Harris Freedman and Sharon Will, who have been vice presidents of Hemispherx Biopharma Inc. (AMEX: HEB) (Price: $7.75) since 1994, and a former Hemispherx board member, Stephen J. Drescher, have been associated with three of the companies named in a press release announcing the October 2, 1998 New York State Attorney General stock-manipulation indictment. Hemispherx was one of the named companies. Mr. Freedman, Ms. Will, and Mr. Drescher, along with Hemispherx’s underwriters, are as a group connected to a number of other companies associated with fraudulent activities.
Mr. Freedman and Ms. Will, either directly or indirectly, controlled substantial amounts of Netsmart Technologies, Inc. (NASDAQ: NTST) and Big City Bagels, Inc. (NASDAQ: BIGC) stock before their respective 1996 initial public offerings. Monroe Parker Securities, Inc., one of the indictment’s named defendants, underwrote the Big City Bagels and Netsmart IPOs. Mr. Drescher was a board member of Big City Bagels and was Monroe Parker’s Director of Corporate Finance at the time it took those companies public. Both Netsmart and Big City Bagels were named in the stock-manipulation release.
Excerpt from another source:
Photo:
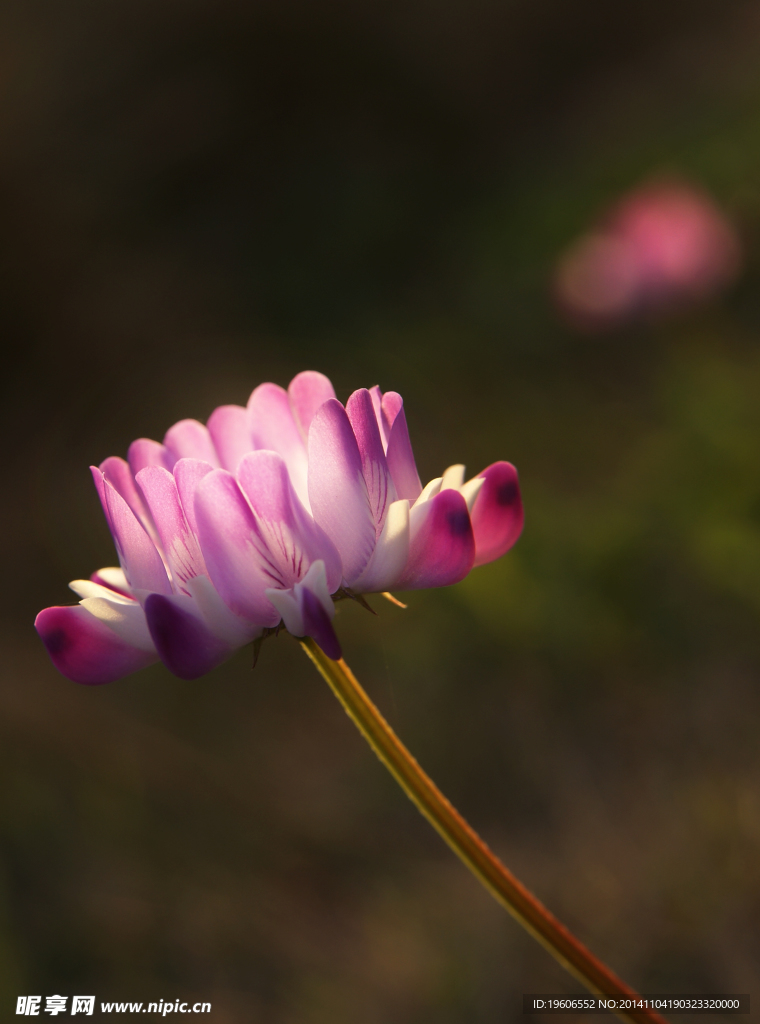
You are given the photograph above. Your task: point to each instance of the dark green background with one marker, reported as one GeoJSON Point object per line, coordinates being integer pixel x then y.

Mr. Freedman and Mr. Drescher have also both been corporate officers and shareholders of MusicSource USA Inc. (OTC: MUSS), which was delisted by NASDAQ in April 1995 and last traded on April 30, 1999 at 4 cents. Mr. Drescher served as MusicSource’s president from February 1994 until November 1996. Mr. Freedman had been a vice president at MusicSource from October 1992 until January 1994. According to a September 1996 report in the Palm Beach Post, five stockbrokers pleaded guilty to accepting bribes from a stock promoter in exchange for persuading clients to buy stocks in several companies, including MusicSource. In September 1998, according to a report in the Orange County Register, the U.S. Attorney’s Office charged ten additional brokers with accepting bribes to sell stocks including MusicSource.
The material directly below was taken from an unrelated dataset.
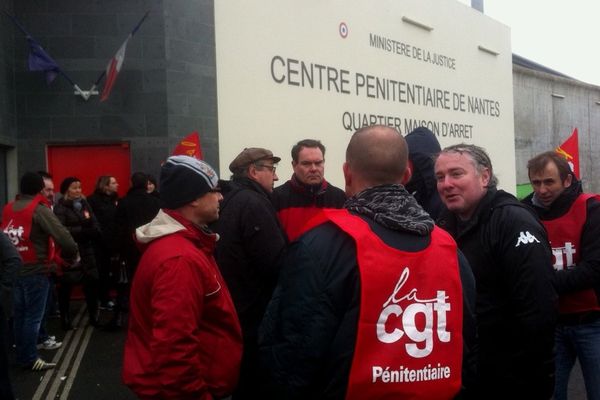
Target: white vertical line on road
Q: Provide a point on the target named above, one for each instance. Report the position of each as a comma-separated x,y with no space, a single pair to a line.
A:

Monroe Parker, Biltmore Securities, Inc., and Stratton Oakmont, Inc. underwrote Hemispherx’s IPO. In December 1997, Monroe Parker was the subject of an NASD complaint, and its SEC registration was terminated in April 1998. At the time of the 1995 HEB IPO, two principals of Biltmore were serving consecutive one-year suspensions as partial settlement of an SEC complaint that Biltmore had engaged in fraudulent sales practices. Stratton Oakmont was in December 1996 expelled from the NASD. In September 1998, Stratton’s former chairman, Jordan Belfort, was indicted and charged with conspiracy, fraud, money laundering and obstruction. Mr. Belfort personally held 170,000 pre-public shares of HEB. The Belfort Family Trust owned an additional 80,000 pre-public HEB shares. HEB began as simply another Stratton-created stock fraud, and has since used this funding merely to increase the sophistication and gravity of its fraudulent activities.